Jakarta (AsiaNews) - Ridurre i rischi legati ai disastri naturali, potenziare l'opera di prevenzione sfruttando l'opera delle popolazioni locali, delle piccole comunità alle quali vanno concessi maggiori poteri a livello di risorse e nell'ambito decisionale. Sono alcuni fra i molti punti di discussione al centro della 5a Conferenza ministeriale asiatica in tema di Protezione civile (meglio nota in Indonesia con l'acronimo di Amcdrr), durata una settimana e che si è tenuta nei giorni scorsi a Yogyakarta, nello Java centrale. Fra le proposte, inoltre, l'idea di stanziare tra il 5 e il 10% dell'indotto locale a progetti mirati alla prevenzione e alla riduzione dei rischi legati a catastrofi naturali come terremoti e tsunami, eventi sin troppo frequenti nel continente asiatico.
Migliaia di persone in rappresentanza di 97 Paesi fra ministri di governo, esperti di protezione civile, attivisti e leader religiosi hanno partecipato alla quinta conferenza sui rischi legati ai disastri naturali. Fra gli obiettivi di lungo periodo emersi, la promozione di programmi di sviluppo sostenibile, parte di un'agenda internazionale che guarda oltre il 2015. Essa prevede anche uno stanziamento variabile "fra il 5 e il 10%" dei ricavi annuali, per lo sviluppo di progetti mirati di prevenzione.
Nell'ultimo decennio il continente asiatico ha registrato una lunga serie di fenomeni naturali dalla portata devastante, che non hanno risparmiato l'Indonesia che risulta essere fra le nazioni più colpite da terremoti e tsunami. Almeno quattro regioni dell'arcipelago hanno vissuto momenti drammatici, con migliaia di vittime e devastazioni. Fra questi il sisma ad Aceh nel dicembre 2004, cui è seguita una devastante onda anomala che si è abbattuta su diversi Paesi dell'Asia del sud e del sud-est; quello di Naas Island nel Sumatra del nord nel 2004; nell'isola di Mentawai, Sumatra occidentale, nel 2004 e nel 2010; a Pangandaran nel West Java, nel 2006.
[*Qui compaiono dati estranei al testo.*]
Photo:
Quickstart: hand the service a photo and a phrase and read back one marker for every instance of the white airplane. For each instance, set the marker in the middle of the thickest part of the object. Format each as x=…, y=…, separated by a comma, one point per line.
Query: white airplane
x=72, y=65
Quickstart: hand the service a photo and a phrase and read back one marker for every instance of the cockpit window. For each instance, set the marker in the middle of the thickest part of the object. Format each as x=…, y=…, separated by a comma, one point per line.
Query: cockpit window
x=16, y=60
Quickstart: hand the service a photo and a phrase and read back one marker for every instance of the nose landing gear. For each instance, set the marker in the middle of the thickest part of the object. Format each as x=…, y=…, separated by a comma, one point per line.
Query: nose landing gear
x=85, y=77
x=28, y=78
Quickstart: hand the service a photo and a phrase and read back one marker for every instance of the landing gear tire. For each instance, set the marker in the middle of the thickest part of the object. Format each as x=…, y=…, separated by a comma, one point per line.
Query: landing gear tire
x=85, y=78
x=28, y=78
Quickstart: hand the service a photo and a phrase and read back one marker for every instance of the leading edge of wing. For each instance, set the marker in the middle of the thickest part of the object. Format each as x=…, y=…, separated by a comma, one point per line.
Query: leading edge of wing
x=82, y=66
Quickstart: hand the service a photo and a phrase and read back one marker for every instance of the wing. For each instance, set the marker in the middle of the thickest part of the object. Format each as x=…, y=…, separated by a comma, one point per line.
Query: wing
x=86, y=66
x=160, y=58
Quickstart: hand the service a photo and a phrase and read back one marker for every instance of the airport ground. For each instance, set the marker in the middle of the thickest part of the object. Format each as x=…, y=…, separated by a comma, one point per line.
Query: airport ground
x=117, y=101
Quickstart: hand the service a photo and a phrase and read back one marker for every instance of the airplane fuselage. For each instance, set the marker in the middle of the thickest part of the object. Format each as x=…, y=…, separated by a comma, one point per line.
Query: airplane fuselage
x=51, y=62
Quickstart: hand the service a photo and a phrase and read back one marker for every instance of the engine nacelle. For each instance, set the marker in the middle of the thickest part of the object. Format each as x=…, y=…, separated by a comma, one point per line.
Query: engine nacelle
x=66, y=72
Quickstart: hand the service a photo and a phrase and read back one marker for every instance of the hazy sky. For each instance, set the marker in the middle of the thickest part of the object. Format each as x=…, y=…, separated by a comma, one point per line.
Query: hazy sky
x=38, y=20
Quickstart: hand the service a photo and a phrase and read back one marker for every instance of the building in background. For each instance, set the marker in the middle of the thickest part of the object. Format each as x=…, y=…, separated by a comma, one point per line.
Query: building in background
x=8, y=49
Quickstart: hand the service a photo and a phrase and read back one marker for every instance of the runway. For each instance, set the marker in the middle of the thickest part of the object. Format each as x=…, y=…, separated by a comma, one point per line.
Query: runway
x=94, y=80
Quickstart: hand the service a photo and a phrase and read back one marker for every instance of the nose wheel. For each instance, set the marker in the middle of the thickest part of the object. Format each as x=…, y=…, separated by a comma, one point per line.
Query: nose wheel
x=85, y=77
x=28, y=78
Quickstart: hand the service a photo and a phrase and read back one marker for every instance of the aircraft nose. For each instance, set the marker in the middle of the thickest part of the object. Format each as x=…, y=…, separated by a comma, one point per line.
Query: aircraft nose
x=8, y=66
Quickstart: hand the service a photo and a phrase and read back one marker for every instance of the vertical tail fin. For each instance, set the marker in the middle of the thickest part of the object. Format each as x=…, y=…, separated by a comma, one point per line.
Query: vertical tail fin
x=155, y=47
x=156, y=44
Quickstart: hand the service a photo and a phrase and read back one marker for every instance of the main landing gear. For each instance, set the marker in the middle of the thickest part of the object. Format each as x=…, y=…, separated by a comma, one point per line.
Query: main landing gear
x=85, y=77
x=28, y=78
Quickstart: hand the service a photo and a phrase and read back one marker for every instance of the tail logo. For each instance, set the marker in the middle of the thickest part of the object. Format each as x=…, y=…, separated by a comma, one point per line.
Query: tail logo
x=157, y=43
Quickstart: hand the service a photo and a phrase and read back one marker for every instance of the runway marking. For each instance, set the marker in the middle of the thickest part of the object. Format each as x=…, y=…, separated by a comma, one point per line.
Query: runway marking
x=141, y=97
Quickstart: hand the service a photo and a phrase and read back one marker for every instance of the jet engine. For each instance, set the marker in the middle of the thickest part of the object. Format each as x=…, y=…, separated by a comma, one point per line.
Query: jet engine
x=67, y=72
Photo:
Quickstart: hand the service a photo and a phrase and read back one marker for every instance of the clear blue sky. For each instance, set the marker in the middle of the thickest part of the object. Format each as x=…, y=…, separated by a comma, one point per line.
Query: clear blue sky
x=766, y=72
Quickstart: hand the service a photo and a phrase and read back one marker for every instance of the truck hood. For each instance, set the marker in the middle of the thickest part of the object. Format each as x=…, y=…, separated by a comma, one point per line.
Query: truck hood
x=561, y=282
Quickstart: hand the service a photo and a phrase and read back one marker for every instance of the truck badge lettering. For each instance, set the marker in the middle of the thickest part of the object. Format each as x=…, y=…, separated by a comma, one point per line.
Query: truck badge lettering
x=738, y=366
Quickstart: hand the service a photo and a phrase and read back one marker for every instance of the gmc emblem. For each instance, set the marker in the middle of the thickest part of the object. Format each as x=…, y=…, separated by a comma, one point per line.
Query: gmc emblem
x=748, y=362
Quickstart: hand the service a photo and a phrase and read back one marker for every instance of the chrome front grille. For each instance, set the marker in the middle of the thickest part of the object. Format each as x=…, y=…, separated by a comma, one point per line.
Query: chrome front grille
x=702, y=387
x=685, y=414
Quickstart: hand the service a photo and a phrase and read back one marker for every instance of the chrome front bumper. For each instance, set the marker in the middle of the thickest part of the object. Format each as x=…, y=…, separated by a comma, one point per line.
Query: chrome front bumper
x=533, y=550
Alla conferenza hanno partecipato anche esponenti della Caritas indonesiana, la Karito della diocesi di Purwokerto (Java centrale) e la Karina della diocesi di Semarang. Rivolgendosi alla comunità cattolica, p. Budi Prayinto Pr, capo della Karito, ha definito il forum un momento "significativo" di condivisione di idee ed esperienze. Apprezzato anche il discorso del presidente indonesiano Susilo Bambang Yudhoyono, che auspica maggiori poteri e responsabilità "a livello locale" per la prevenzione dei rischi. Un parete condiviso dal vescovo di Purwokerto mons. Julianus Sunarka Sj e dai delegati alla conferenza del Nahdlatul Ulama (Nu), la più importante organizzazione musulmana moderata del Paese.